Идея Самоубийства носится в воздухе. Как газ из выхлопной трубы в запертом изнутри гараже. Как агонизирующее тело в петле. Как неприкаянные души, отвергнутые небесами. «Дар, который мы получили от Бога, — жизнь, — принадлежит Богу и не принадлежит человеку», говорят верующие. Воистину — дорог не подарок, дорого внимание! Хорош дар, если я им не могу распорядиться по своему усмотрению…
Именно таковы рассуждения идейных самоубийц. Самоубийц–философов. На несчастных влюбленных, разоренных деляг, неожиданных калек и прочую суицидальную публику, да и вообще на род человеческий, они смотрят свысока. Иногда — в буквальном смысле, из петли (вспомните Ставрогина. Именно с ним сравнивали покойного Селиванова близко знавшие его люди, отводя от Летова упреки в «гибельном влиянии»). Промашек у них не бывает: иные готовятся к самоубийству всю жизнь. Уходят спокойно, не завещая миру никакой ненависти, никакой любви. Гамлет, с их точки зрения, — интересный, но промежуточный тип.

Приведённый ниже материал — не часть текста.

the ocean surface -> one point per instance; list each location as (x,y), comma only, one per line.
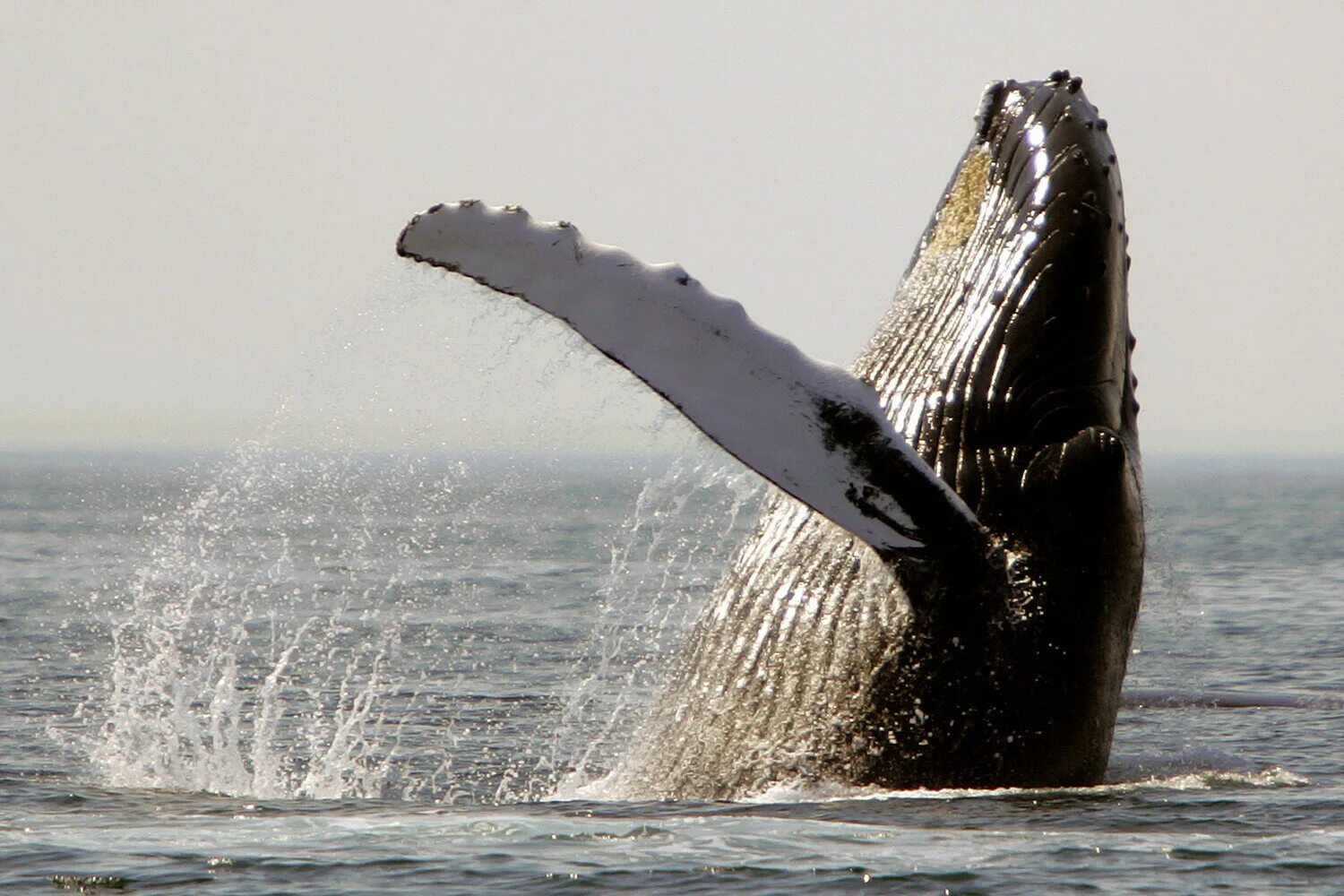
(279,672)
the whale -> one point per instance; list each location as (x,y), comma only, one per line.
(943,586)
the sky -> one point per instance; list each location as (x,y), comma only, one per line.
(201,201)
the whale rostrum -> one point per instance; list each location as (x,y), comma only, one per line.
(943,590)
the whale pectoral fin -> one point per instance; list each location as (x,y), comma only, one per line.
(812,429)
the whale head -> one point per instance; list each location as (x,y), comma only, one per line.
(1005,362)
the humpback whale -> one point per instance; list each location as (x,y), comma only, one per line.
(943,589)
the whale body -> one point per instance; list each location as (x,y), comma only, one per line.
(943,590)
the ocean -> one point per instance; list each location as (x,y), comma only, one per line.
(292,672)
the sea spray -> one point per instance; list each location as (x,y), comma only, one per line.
(314,616)
(676,541)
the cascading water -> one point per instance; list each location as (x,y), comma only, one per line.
(332,622)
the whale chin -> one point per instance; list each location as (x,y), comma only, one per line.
(943,590)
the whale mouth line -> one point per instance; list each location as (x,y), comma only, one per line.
(943,590)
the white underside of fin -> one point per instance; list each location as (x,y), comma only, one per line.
(753,392)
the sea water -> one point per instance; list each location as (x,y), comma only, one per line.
(287,672)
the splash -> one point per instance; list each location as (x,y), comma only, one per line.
(257,649)
(314,616)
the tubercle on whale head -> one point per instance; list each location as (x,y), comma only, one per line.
(1016,297)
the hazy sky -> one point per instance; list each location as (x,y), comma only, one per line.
(202,199)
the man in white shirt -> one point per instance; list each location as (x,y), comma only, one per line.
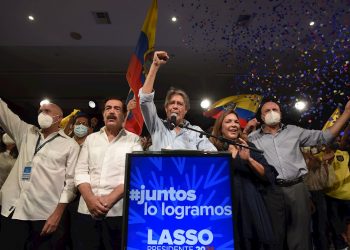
(40,184)
(99,176)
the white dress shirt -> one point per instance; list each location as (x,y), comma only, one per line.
(102,164)
(51,181)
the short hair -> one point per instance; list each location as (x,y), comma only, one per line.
(82,114)
(114,98)
(174,91)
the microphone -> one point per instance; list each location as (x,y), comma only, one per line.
(172,121)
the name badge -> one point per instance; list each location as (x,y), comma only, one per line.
(27,171)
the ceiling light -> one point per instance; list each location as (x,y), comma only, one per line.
(44,102)
(300,105)
(92,104)
(205,104)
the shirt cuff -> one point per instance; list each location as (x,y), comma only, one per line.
(67,196)
(81,179)
(146,97)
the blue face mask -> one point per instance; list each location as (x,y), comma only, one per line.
(80,130)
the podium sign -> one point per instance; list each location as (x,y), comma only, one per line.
(177,201)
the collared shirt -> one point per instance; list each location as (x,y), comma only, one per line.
(282,150)
(51,181)
(101,163)
(163,137)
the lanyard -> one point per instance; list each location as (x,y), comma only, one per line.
(42,145)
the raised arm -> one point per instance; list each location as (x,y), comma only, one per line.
(341,121)
(159,58)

Любовь… Да, это сильный аргумент в пользу жизни; для обычных людей… Любовь к женщине. Любовь к Богу. Любовь к себе, наконец. Истинные самоубийцы последовательно отвергают любую любовь как грубую уловку, позволяющую слабым почувствовать себя сильнее за счет слияния с себе подобными. По их мнению, любовь зиждится на лжи, поскольку, не будучи сопряжена с вечностью, теряет всякий смысл. А вечной любви не бывает — кроме, разумеется, любви к смерти.

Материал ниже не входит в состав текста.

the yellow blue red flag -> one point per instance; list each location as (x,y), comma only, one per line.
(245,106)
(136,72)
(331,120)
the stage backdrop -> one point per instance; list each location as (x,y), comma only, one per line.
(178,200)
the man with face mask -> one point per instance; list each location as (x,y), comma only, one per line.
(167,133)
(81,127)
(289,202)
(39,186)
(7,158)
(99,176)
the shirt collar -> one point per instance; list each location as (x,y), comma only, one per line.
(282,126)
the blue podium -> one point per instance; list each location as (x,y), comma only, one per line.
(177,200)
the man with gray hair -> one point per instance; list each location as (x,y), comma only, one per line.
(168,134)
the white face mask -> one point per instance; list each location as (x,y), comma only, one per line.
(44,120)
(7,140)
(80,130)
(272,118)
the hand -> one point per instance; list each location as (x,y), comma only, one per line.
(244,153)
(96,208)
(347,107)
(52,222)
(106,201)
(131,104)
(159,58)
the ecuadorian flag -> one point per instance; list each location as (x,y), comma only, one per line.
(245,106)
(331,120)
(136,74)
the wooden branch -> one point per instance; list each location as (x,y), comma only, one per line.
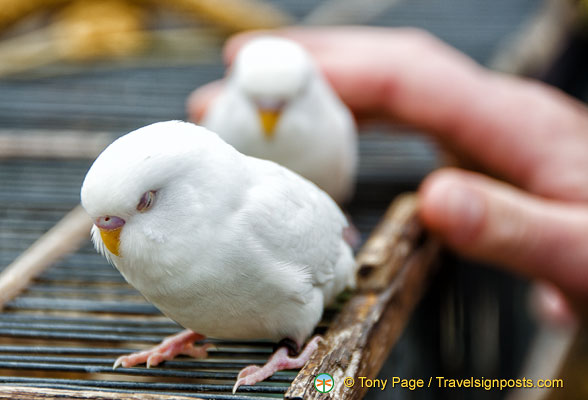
(358,342)
(29,393)
(394,238)
(62,239)
(233,15)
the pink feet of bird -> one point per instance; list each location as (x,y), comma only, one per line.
(278,361)
(181,343)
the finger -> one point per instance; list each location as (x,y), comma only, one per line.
(529,133)
(491,221)
(200,99)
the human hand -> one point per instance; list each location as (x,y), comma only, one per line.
(532,136)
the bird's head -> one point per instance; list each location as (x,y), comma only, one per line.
(271,72)
(140,189)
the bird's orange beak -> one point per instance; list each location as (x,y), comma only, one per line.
(111,239)
(269,119)
(110,228)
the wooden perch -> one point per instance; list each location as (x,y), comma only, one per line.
(394,238)
(371,322)
(26,393)
(60,240)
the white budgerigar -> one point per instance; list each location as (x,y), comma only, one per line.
(276,105)
(227,245)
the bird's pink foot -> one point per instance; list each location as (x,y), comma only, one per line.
(279,361)
(180,343)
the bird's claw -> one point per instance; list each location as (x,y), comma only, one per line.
(244,374)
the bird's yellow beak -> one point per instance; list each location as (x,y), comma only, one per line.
(269,119)
(111,239)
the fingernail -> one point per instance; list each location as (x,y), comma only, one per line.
(463,209)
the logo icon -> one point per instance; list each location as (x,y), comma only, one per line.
(323,383)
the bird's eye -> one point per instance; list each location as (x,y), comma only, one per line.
(146,201)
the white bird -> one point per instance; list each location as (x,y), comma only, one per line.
(228,246)
(276,105)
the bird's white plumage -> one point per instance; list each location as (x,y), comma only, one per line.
(233,246)
(315,135)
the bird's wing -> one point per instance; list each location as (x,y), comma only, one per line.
(297,221)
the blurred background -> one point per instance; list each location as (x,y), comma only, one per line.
(74,75)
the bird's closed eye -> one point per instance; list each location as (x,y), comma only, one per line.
(146,201)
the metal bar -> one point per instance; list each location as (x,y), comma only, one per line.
(65,237)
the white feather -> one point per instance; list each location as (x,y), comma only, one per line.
(233,246)
(315,135)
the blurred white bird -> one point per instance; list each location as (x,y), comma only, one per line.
(227,245)
(276,105)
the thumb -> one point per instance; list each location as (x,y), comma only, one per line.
(491,221)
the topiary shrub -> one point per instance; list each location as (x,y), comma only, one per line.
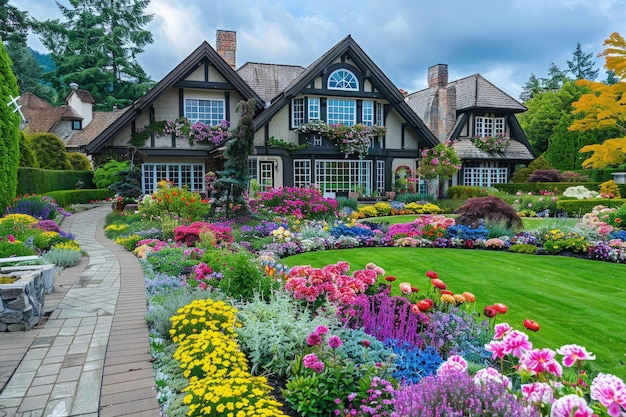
(545,175)
(478,210)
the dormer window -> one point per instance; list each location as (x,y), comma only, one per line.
(342,79)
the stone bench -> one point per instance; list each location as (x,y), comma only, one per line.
(21,299)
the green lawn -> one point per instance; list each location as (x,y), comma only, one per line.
(573,300)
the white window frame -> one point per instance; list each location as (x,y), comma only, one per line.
(379,118)
(313,108)
(212,116)
(338,175)
(341,111)
(485,175)
(297,112)
(301,172)
(343,79)
(489,126)
(191,175)
(367,113)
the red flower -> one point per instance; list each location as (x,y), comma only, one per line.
(489,311)
(469,297)
(500,308)
(531,325)
(423,305)
(432,274)
(438,283)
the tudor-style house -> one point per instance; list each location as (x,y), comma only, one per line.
(343,86)
(297,138)
(468,108)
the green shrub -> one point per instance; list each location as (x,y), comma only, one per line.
(79,161)
(66,198)
(463,192)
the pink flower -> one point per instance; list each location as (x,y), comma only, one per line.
(314,339)
(405,287)
(334,342)
(538,392)
(501,329)
(570,406)
(515,343)
(496,348)
(611,392)
(491,375)
(455,363)
(540,360)
(312,362)
(573,353)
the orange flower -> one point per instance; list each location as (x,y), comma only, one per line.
(500,308)
(469,297)
(438,283)
(531,325)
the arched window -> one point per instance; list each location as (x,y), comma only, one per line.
(342,79)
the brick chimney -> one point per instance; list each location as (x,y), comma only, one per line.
(438,75)
(226,46)
(442,112)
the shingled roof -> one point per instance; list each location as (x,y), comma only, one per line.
(347,46)
(514,151)
(473,92)
(269,80)
(41,116)
(100,121)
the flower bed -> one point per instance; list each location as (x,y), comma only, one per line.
(335,339)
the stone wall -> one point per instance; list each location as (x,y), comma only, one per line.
(21,302)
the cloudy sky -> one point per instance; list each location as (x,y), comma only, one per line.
(503,40)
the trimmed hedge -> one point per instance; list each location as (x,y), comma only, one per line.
(536,187)
(66,197)
(580,207)
(41,181)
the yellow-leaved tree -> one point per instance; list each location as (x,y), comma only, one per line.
(605,107)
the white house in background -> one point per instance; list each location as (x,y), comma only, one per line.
(468,107)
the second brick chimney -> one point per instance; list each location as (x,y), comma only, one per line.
(226,46)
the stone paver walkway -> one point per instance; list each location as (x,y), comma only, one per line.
(92,356)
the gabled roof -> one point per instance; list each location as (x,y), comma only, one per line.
(83,95)
(187,66)
(269,80)
(473,92)
(515,151)
(379,79)
(41,116)
(101,120)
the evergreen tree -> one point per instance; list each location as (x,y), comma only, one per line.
(14,24)
(28,72)
(96,46)
(531,88)
(9,132)
(581,65)
(556,78)
(50,151)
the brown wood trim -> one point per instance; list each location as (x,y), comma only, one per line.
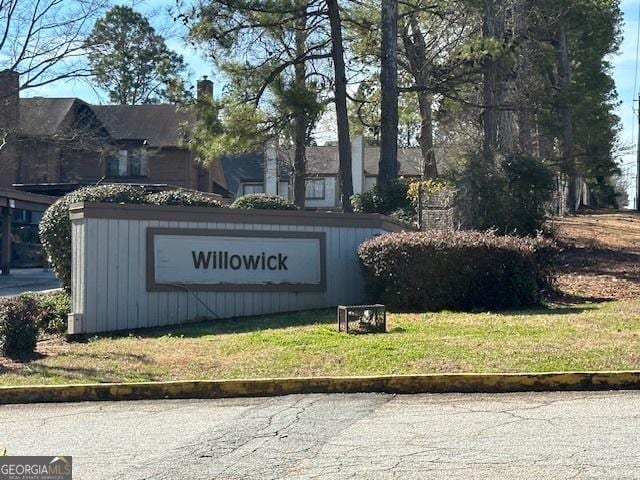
(27,197)
(228,215)
(152,286)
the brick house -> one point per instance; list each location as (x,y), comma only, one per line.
(55,145)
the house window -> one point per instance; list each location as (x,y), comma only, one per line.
(248,188)
(128,163)
(369,182)
(314,189)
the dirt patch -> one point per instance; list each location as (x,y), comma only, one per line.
(600,256)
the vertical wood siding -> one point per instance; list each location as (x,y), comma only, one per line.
(109,281)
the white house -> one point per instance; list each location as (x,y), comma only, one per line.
(269,171)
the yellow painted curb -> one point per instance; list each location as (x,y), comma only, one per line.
(432,383)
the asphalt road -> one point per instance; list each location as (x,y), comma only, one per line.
(24,280)
(368,436)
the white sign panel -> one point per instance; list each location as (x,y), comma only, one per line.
(235,260)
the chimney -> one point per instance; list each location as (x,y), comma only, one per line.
(271,169)
(357,164)
(9,99)
(204,89)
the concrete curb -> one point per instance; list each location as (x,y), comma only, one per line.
(402,384)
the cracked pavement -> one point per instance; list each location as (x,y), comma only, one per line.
(579,435)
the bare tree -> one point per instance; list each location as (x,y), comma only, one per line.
(43,40)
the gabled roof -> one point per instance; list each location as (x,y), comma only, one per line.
(160,125)
(249,167)
(244,167)
(44,116)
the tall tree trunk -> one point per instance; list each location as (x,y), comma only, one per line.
(301,122)
(568,166)
(504,86)
(430,168)
(523,80)
(388,166)
(342,116)
(489,87)
(416,52)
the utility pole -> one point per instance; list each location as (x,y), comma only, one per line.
(638,160)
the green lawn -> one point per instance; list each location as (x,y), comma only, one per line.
(589,337)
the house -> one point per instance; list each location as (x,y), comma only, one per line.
(55,145)
(269,171)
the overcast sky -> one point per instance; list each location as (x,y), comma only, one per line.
(624,72)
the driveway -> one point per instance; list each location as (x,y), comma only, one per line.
(368,436)
(24,280)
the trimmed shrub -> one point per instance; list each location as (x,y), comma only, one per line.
(392,200)
(511,199)
(459,270)
(55,227)
(19,318)
(263,201)
(54,309)
(189,198)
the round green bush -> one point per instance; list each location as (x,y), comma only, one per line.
(54,309)
(263,201)
(19,317)
(458,270)
(189,198)
(55,227)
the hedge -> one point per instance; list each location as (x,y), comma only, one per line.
(19,318)
(263,201)
(55,227)
(458,270)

Бог есть Любовь. Бог умер…
* * *«Всего два выхода для честных ребят — /Схватить автомат и убивать всех подряд/ Или покончить с собой–собой–собой–собой — Если всерьез воспринимать этот мир…» И вот тут–то Летов ошибается. Именно воспринимая этот оклеветанный им, ненавидимый им, проклятый им мир всерьез — он и должен жить. Хотя он давно уже и не живет в точном смысле этого слова… Жить, принимая на себя все грехи этого мира. Жить, чтобы свидетельствовать — что же, неужели я выговорю это? — свидетельствовать против Бога…
И он будет жить еще очень долго. А
ты умеешь плакать — ты скоро умрешь…
1994, Курган — 1996. Екатеринбург
Моему учителю, худшему человеку на земле, Тимону Афинскому, — посвящаю я эти тимоники
Право на нелюбовь
Карнеги, любимец ничтожеств и их глубочайший психолог, утверждал: больше всего люди любят, когда их любят. Снабдите эти люлюканья частицей «не», и вы поймете, почему имя Тимона Афинского, признанного мизантропа, на слуху, а произведения его — неизвестны.
Я не думаю, что нужно обязательно ненавидеть людей, чтобы прослыть человеконенавистником: вполне достаточно не скрывать своего к ним равнодушия с примесью брезгливого любопытства. Любопытство–то нас и подводит: изучая человеческие реакции, мизантроп–исследователь частенько забывает, что перед ним все же не коллекция бабочек, и потому нередко бывает бит. Но — только физически…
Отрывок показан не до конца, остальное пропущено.